Vai in ospedale perché ti sei fatto male, e ti squartano.

 

Prendi i farmaci che ti dicono di prendere, e ti ammali.

A questo punto non abbiamo bisogno di sentire altre voci, se non la nostra, quella della nostra coscienza, quella della coscienza del popolo. Non abbiamone paura: perché vox populi, vox Dei.

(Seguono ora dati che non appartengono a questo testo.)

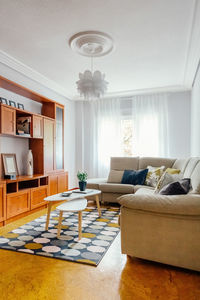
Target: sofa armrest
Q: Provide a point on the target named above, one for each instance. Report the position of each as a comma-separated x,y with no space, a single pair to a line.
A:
177,205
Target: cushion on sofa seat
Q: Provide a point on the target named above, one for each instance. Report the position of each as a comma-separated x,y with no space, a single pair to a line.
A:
115,176
195,179
134,177
155,162
180,187
143,187
188,205
191,167
94,183
180,164
124,163
116,188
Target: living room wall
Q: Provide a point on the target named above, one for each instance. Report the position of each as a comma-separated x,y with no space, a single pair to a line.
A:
195,117
69,154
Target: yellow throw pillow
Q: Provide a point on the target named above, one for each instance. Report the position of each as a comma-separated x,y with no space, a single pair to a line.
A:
153,175
172,171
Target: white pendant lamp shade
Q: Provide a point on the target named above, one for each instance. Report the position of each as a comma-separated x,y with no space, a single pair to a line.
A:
92,44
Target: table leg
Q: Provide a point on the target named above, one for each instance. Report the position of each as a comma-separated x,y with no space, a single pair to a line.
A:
79,225
98,205
59,224
48,215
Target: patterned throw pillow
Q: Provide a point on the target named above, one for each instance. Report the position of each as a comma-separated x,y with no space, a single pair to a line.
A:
173,171
167,178
153,176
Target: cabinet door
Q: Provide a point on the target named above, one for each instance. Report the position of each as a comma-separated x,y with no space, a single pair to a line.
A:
48,145
37,127
53,184
38,195
62,182
17,203
2,202
8,120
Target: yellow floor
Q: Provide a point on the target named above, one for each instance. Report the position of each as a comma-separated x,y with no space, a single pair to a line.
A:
24,276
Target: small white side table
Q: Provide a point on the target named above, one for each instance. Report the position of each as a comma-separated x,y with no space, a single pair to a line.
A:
77,205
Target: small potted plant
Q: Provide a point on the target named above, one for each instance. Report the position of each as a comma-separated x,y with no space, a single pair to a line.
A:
82,177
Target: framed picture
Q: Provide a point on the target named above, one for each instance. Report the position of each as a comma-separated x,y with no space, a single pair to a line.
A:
12,103
3,100
20,106
10,164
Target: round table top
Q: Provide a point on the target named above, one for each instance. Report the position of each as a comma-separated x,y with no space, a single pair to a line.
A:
74,205
74,195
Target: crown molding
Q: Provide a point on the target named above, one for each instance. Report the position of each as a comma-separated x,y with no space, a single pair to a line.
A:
193,49
18,66
148,91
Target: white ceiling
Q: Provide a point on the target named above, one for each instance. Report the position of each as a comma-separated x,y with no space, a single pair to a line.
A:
152,39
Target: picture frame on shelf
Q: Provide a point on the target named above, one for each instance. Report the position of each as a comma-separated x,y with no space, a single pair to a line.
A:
12,103
3,100
20,106
10,164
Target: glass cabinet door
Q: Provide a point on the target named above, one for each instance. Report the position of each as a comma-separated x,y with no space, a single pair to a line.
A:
59,137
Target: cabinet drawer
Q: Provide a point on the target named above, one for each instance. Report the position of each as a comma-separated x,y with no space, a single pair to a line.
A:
17,203
38,195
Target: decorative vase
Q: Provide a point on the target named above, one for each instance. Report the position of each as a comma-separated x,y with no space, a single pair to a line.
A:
82,185
30,163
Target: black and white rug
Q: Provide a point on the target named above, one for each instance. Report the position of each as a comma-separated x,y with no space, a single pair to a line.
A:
97,236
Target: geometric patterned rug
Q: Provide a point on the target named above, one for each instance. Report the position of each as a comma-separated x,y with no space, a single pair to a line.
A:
97,236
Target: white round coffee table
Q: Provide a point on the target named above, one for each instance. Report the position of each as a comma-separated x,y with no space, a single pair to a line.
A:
58,197
77,205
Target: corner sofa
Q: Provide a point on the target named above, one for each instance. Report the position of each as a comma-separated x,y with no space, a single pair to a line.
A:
157,227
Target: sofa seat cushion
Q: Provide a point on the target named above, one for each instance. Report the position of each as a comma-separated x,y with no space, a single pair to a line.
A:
116,188
188,205
144,188
94,183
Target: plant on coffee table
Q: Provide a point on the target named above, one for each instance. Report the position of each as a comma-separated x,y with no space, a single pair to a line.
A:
82,177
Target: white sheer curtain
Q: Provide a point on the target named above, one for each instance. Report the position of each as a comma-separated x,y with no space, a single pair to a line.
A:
106,142
101,132
150,130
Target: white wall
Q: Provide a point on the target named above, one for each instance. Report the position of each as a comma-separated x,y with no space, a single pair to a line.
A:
22,146
195,117
179,111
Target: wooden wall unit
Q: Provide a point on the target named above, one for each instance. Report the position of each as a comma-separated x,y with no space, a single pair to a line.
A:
8,120
26,194
2,202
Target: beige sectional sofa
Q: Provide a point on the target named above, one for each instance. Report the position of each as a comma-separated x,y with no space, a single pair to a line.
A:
157,227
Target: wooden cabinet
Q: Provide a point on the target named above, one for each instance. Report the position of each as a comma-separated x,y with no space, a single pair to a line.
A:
8,120
2,202
37,127
58,183
38,195
17,203
49,135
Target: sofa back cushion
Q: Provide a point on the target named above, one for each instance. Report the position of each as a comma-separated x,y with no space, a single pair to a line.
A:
115,176
144,162
124,163
195,179
181,164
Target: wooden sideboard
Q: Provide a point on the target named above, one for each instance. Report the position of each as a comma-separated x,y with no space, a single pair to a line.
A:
25,194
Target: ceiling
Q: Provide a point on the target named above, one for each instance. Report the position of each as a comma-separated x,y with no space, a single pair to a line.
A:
152,40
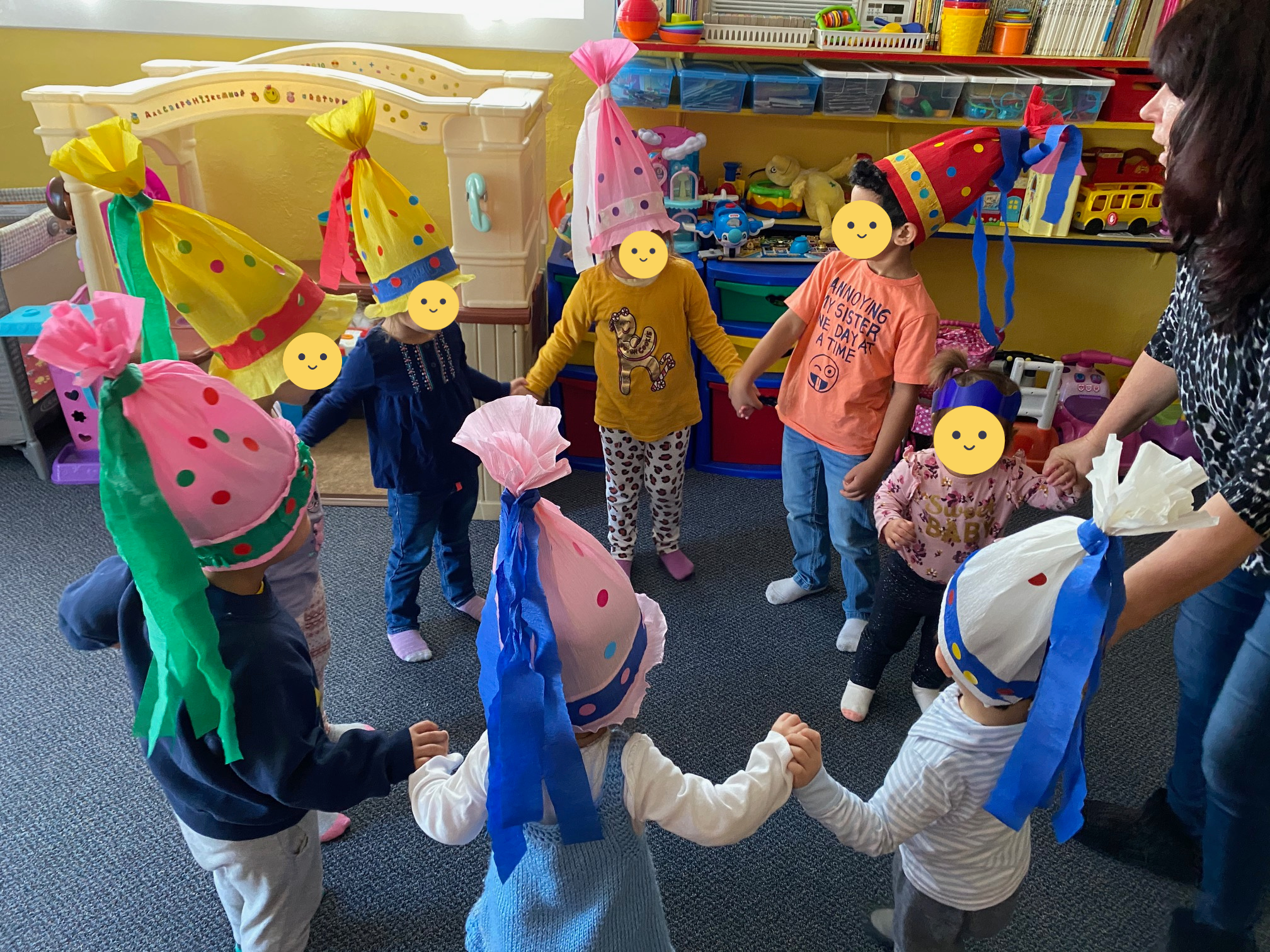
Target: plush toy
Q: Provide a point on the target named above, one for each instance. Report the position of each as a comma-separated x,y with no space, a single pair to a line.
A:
821,196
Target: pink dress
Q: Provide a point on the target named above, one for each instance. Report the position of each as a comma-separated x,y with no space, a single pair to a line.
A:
954,516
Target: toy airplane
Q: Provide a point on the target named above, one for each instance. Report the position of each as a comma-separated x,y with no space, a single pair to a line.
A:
731,226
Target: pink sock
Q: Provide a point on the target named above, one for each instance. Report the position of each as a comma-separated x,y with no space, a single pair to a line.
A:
678,565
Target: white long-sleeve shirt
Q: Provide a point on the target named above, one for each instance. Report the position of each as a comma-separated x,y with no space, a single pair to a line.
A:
447,794
931,809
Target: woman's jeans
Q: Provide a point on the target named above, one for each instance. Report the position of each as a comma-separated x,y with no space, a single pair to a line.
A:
820,516
420,523
1220,783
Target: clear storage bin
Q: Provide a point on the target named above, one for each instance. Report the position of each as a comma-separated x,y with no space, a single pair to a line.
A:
712,87
995,94
786,89
644,82
1077,94
850,89
922,92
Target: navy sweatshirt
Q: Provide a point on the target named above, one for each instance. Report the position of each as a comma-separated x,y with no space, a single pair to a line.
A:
416,398
289,764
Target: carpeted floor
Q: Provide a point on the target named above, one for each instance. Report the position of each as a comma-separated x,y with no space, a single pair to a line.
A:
92,858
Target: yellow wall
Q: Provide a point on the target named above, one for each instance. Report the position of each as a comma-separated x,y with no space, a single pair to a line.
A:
271,177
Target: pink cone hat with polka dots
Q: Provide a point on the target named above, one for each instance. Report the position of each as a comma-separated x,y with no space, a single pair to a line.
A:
614,186
607,637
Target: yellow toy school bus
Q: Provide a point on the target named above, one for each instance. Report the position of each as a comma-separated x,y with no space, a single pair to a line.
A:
1118,206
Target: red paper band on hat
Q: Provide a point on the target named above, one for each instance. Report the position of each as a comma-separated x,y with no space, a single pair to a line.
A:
272,332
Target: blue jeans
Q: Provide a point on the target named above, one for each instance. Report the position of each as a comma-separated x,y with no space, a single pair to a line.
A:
421,522
820,514
1220,782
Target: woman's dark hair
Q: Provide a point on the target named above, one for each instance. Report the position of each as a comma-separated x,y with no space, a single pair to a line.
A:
867,176
1213,55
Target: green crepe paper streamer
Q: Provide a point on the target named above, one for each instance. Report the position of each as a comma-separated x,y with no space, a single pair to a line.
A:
156,343
187,663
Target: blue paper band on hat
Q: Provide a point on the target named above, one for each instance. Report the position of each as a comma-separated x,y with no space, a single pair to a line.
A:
413,275
605,701
531,739
1052,744
982,392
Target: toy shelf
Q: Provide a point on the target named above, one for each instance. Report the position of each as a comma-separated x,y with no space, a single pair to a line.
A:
884,118
809,52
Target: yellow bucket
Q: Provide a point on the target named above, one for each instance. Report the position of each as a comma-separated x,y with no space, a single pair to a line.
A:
961,31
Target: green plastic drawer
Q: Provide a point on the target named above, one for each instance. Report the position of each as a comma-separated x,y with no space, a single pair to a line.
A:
753,303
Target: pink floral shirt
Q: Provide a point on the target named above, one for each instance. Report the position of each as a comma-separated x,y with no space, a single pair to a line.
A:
954,516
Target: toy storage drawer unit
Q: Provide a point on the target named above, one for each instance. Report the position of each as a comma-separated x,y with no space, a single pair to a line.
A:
712,87
995,94
646,82
922,92
785,89
1077,94
854,89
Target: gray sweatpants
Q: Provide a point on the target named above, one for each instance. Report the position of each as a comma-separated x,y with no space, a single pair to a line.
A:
270,887
924,924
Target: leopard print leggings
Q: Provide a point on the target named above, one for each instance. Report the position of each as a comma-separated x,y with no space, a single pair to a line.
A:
658,466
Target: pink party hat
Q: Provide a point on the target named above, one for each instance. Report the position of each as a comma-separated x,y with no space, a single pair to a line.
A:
612,181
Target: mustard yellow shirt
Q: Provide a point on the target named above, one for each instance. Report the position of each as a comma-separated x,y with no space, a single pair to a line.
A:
643,348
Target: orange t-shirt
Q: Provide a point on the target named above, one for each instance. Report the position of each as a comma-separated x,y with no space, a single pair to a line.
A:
862,333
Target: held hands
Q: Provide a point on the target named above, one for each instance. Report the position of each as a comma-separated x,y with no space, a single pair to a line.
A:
745,398
862,480
806,745
428,742
900,533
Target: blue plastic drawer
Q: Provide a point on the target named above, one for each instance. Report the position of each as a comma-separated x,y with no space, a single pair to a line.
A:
644,82
712,87
785,89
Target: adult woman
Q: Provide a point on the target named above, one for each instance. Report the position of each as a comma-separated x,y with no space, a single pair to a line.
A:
1213,349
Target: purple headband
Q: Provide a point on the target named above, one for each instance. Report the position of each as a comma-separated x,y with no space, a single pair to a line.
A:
982,392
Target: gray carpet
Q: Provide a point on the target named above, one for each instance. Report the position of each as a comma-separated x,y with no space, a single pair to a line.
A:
92,857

Vai a votare per il governo, e ti ritrovi un premier calato dall’alto, la Cina che ti ruba il benessere, e milioni di africani che diventano obbligatoriamente tuoi vicini di casa mantenuti a far niente a spese tue.

 

Il tutto mentre ti bastonano e ti sparano i gas lacrimogeni.

 

La misura è colma. Se non lo vuole capire la politica e lo Stato-partito, va bene. Se non vogliono capirlo i sindacati venduti, OK. Ma non possiamo permetterci il lusso di avere capipopolo che ignorano questa semplice verità.

 

Infiltrati o no, appelli a starsene a casa o no, a Trieste in questo momento si gioca tutto.

 

A questo punto non abbiamo bisogno di sentire altre voci, se non la nostra, quella della nostra coscienza, quella della coscienza del popolo.

 

Non abbiamone paura. Perché vox populi, vox Dei.